Darker still is the soft option of default. Around Europe a number of countries could not realistically ever honour their debt, even at the current low interest rates. The debts are not sustainable – and hence they will not be sustained. Greece is an outlier. But there are others, and the growth of populist political parties across Europe points to the prospect of default, disintegration and nationalism. In France, a quarter of the voters prefer Marine Le Pen; in Hungary, truly ugly right wing parties are turning against immigrants and embracing a crude nationalism. In the UK, a significant minority wants to leave Europe altogether, and many in Scotland still want to leave the UK.

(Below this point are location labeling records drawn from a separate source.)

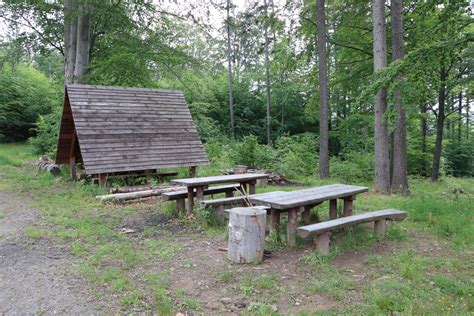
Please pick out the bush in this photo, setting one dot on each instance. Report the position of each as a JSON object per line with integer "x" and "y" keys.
{"x": 297, "y": 155}
{"x": 25, "y": 93}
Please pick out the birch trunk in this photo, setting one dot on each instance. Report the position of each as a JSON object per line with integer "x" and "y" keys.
{"x": 399, "y": 178}
{"x": 83, "y": 44}
{"x": 267, "y": 77}
{"x": 70, "y": 39}
{"x": 439, "y": 125}
{"x": 229, "y": 65}
{"x": 323, "y": 92}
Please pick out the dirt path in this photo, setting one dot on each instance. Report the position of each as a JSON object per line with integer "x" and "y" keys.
{"x": 35, "y": 275}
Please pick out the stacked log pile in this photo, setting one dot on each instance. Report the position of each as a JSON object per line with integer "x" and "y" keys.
{"x": 134, "y": 195}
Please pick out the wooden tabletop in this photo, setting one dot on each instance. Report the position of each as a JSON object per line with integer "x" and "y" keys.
{"x": 311, "y": 196}
{"x": 191, "y": 182}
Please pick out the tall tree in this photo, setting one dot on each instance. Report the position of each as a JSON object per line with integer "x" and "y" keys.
{"x": 399, "y": 177}
{"x": 382, "y": 160}
{"x": 82, "y": 43}
{"x": 323, "y": 91}
{"x": 267, "y": 76}
{"x": 229, "y": 65}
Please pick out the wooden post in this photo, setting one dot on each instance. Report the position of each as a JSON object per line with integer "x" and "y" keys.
{"x": 332, "y": 209}
{"x": 292, "y": 225}
{"x": 220, "y": 213}
{"x": 379, "y": 227}
{"x": 275, "y": 220}
{"x": 199, "y": 193}
{"x": 102, "y": 179}
{"x": 72, "y": 156}
{"x": 306, "y": 214}
{"x": 246, "y": 234}
{"x": 192, "y": 171}
{"x": 322, "y": 243}
{"x": 252, "y": 187}
{"x": 180, "y": 205}
{"x": 348, "y": 205}
{"x": 190, "y": 199}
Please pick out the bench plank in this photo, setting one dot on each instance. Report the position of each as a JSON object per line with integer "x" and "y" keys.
{"x": 312, "y": 196}
{"x": 182, "y": 194}
{"x": 319, "y": 228}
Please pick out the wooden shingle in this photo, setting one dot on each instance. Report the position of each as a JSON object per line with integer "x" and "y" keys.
{"x": 127, "y": 129}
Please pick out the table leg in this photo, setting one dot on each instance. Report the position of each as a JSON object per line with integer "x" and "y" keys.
{"x": 348, "y": 205}
{"x": 190, "y": 199}
{"x": 306, "y": 214}
{"x": 291, "y": 229}
{"x": 199, "y": 193}
{"x": 332, "y": 209}
{"x": 275, "y": 220}
{"x": 252, "y": 187}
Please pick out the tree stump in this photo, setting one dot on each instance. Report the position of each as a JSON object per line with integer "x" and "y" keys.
{"x": 246, "y": 234}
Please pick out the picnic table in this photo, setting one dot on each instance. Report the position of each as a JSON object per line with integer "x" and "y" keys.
{"x": 202, "y": 183}
{"x": 301, "y": 201}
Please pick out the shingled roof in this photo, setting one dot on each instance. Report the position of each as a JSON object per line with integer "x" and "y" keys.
{"x": 117, "y": 129}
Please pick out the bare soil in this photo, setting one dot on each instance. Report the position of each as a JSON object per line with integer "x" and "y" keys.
{"x": 35, "y": 275}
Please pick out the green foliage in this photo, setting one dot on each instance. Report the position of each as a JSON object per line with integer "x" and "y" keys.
{"x": 25, "y": 94}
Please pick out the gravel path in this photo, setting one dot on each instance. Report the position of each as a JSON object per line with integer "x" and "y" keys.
{"x": 35, "y": 275}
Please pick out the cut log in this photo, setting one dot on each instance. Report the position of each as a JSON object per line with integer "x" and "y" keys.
{"x": 246, "y": 234}
{"x": 119, "y": 197}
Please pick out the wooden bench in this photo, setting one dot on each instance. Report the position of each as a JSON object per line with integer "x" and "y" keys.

Mario Draghi’s latest stab at ‘whatever it takes’ is just one more way of defaulting – a modern version of the ancient tradition of debasing the currency. Devaluing the euro, getting inflation going and keeping interest rates negative are the quantitative easing mechanisms. Luck may ease the pain of the transitions which have yet to get seriously going. The halving of oil prices is the equivalent of a massive economic stimulus – a bit like quantitative easing on steroids. As US interest rates begin to rise in 2015, the euro may continue to fall and hence devaluation may add to the stimulus from falling oil prices. The result of all this luck may be modest growth and modest recovery.
All Is Not Lost
Short-term recovery, based upon shortterm luck, would however put back the day of reckoning when Europe has to address its fundamental challenges – to live within its means and concentrate more on investment and production, and less on social spending and consumption. But since the current model is not sustainable, that day will have to come. Europe cannot be written off, decline is not inevitable. The US ‘decline’ and Chinese ‘dominance’ turn out to be false prophecies and Europe may yet have a bright future as a beacon of prosperity. A much brighter dawn is perfectly possible after the darkest hour. Who after all would have put money on the UK emerging from hyperinflation, the IMF bailout, and the ‘Winter of Discontent’ in the 1970s?